Mereka mengecam keputusan Afrika Selatan untuk memaksa Taiwan memindahkan kantor perwakilannya sebagai langkah buruk yang menunjukkan infiltrasi Partai Komunis Tiongkok dan kepatuhan terhadap diplomasi Beijing. Mereka pun mendesak Afrika Selatan untuk menunjukkan kedaulatannya.
Pada akhir Januari tahun ini, pemerintah Afrika Selatan kembali mengirim surat kepada Kantor Perwakilan Taiwan di Afrika Selatan yang berisi tuntutan agar kantor tersebut pindah dari Ibu Kota Pretoria sebelum akhir Maret. Bahkan, pemerintah Afrika Selatan berusaha menurunkan status “kantor perwakilan” menjadi "kantor dagang". Tindakan ini dianggap sebagai pelanggaran sepihak terhadap perjanjian bilateral antara kedua pihak. Meskipun masih dalam tahap negosiasi dengan Taiwan, Afrika Selatan tetap mengeluarkan ultimatum ini, yang menunjukkan semakin meningkatnya tekanan Tiongkok terhadap Taiwan.
Pada 4 Februari malam, Kantor Perwakilan Taiwan di Prancis mengadakan jamuan makan malam Tahun Baru Imlek dengan Kelompok Persahabatan Taiwan di Senat Prancis. Acara ini dihadiri oleh lebih dari 40 orang, termasuk anggota parlemen dari Majelis Nasional dan Senat, akademisi wadah pemikir, serta peneliti.
Dalam kesempatan tersebut, Mantan Menteri Pertahanan Prancis, Alain Richard, menyatakan bahwa tindakan Afrika Selatan lebih menyerupai "pilihan untuk tunduk secara diplomatis" dan bukan yang pertama kali dilakukan oleh pemerintahannya yang telah menyimpang dari aliansi demokratis.

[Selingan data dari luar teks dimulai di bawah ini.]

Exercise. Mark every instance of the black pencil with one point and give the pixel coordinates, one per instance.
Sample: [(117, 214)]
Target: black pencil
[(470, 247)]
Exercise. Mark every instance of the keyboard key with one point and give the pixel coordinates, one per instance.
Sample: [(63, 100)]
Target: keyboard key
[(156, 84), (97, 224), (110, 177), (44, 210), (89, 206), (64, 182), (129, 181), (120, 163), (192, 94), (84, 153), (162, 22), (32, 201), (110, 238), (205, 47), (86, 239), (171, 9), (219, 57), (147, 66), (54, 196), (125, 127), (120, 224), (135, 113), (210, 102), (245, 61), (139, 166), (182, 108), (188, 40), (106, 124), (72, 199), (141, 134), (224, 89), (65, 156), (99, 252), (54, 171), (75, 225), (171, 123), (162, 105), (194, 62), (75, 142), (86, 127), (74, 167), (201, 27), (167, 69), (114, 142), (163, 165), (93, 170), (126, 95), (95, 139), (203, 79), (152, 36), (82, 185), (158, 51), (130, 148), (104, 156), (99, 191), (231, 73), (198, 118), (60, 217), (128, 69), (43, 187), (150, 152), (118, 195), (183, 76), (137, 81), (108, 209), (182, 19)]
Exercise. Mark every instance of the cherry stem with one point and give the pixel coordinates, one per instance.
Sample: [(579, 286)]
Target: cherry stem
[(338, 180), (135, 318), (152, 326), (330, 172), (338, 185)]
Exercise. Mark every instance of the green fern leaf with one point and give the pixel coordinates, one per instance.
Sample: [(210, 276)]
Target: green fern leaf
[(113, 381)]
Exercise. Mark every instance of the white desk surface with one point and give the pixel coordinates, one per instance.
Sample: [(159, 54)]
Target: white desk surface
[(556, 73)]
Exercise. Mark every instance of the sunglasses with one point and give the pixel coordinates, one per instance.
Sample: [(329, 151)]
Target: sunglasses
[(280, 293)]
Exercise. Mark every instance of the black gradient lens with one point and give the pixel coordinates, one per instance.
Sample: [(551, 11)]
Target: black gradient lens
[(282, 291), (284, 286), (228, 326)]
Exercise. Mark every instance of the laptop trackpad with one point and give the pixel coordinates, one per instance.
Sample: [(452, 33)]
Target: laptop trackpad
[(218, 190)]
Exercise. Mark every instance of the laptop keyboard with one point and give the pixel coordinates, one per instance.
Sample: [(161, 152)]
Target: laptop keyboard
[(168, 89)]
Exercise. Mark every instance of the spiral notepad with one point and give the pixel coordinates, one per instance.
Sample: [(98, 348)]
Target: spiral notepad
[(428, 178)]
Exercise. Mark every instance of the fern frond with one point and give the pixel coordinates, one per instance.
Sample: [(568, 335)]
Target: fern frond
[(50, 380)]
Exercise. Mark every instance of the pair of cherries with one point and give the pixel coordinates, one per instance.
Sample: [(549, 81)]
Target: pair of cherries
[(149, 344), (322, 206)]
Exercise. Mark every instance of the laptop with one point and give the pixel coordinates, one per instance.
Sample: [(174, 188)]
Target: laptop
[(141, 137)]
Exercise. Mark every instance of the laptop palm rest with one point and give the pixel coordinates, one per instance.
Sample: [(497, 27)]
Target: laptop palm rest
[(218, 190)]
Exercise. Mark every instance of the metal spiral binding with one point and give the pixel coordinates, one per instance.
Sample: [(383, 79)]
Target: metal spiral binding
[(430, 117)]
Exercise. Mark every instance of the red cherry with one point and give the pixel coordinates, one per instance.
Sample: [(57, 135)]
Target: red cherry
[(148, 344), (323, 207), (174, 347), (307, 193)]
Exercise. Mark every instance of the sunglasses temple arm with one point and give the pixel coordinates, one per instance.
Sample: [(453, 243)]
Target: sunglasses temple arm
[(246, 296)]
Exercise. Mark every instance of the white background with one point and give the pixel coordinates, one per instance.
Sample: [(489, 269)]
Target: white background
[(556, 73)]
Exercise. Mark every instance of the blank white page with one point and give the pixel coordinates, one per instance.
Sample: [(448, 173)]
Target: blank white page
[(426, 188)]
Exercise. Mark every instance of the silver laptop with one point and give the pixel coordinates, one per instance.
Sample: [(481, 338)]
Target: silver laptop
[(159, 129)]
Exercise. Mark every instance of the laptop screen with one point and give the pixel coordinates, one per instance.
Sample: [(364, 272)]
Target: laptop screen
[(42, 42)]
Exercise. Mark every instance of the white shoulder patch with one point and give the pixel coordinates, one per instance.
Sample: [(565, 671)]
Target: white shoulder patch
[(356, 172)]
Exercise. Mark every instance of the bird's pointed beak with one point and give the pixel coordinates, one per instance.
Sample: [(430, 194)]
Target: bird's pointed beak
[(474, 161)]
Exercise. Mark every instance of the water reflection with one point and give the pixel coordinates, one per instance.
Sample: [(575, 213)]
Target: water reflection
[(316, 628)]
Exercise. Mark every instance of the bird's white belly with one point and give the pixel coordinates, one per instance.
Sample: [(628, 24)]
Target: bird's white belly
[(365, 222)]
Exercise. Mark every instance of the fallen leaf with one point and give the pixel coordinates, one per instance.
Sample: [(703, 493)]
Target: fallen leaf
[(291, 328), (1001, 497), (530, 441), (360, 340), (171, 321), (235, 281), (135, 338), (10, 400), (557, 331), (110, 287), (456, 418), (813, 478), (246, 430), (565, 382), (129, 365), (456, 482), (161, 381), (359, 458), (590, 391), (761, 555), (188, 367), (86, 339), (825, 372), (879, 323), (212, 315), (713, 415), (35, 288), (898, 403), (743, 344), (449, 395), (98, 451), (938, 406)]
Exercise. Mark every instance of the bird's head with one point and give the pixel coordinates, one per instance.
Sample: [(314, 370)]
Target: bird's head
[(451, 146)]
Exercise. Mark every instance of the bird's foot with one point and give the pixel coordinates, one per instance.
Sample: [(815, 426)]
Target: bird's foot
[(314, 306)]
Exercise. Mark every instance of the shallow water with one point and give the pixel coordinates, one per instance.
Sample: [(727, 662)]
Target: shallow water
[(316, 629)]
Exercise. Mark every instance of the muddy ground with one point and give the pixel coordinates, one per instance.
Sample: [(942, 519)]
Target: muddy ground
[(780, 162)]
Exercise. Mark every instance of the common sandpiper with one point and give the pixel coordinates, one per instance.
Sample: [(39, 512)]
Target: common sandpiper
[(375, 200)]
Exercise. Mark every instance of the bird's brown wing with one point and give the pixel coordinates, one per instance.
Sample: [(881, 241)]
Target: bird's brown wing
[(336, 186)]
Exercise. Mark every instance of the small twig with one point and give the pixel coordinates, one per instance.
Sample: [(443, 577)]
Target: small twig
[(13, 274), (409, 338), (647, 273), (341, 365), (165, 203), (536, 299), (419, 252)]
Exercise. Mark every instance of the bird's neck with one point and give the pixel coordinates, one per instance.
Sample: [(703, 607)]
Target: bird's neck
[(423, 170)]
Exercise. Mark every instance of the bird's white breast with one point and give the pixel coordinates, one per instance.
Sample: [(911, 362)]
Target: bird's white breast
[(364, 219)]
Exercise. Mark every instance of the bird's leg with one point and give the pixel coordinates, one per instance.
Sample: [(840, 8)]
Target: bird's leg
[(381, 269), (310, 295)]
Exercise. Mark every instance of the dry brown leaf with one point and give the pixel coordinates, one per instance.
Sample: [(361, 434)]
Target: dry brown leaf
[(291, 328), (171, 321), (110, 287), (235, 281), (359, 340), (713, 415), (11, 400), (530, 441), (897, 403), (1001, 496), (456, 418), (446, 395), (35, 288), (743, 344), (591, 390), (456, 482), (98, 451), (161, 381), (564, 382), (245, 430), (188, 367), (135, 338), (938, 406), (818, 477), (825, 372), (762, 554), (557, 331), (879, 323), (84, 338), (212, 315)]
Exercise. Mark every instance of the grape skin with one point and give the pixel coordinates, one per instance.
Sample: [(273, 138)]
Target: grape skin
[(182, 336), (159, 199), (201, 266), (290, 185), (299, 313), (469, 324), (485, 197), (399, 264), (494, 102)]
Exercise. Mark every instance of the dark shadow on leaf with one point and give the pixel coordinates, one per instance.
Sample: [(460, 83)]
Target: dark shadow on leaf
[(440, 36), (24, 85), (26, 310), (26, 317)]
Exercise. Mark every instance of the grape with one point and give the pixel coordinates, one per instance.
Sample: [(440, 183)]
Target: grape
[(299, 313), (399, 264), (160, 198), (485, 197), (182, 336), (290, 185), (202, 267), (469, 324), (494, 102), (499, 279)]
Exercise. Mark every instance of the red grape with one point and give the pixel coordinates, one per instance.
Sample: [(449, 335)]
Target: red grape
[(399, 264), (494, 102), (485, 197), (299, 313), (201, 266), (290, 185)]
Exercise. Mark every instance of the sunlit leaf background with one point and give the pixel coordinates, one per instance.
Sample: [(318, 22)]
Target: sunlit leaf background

Namun, ia menegaskan bahwa tekanan ini tidak akan banyak mengubah partisipasi internasional Taiwan. Justru, hubungan Taiwan dengan dunia akan terus berkembang karena semakin banyak negara yang ingin bekerja sama dengan Taiwan atas dasar nilai-nilai yang dimilikinya.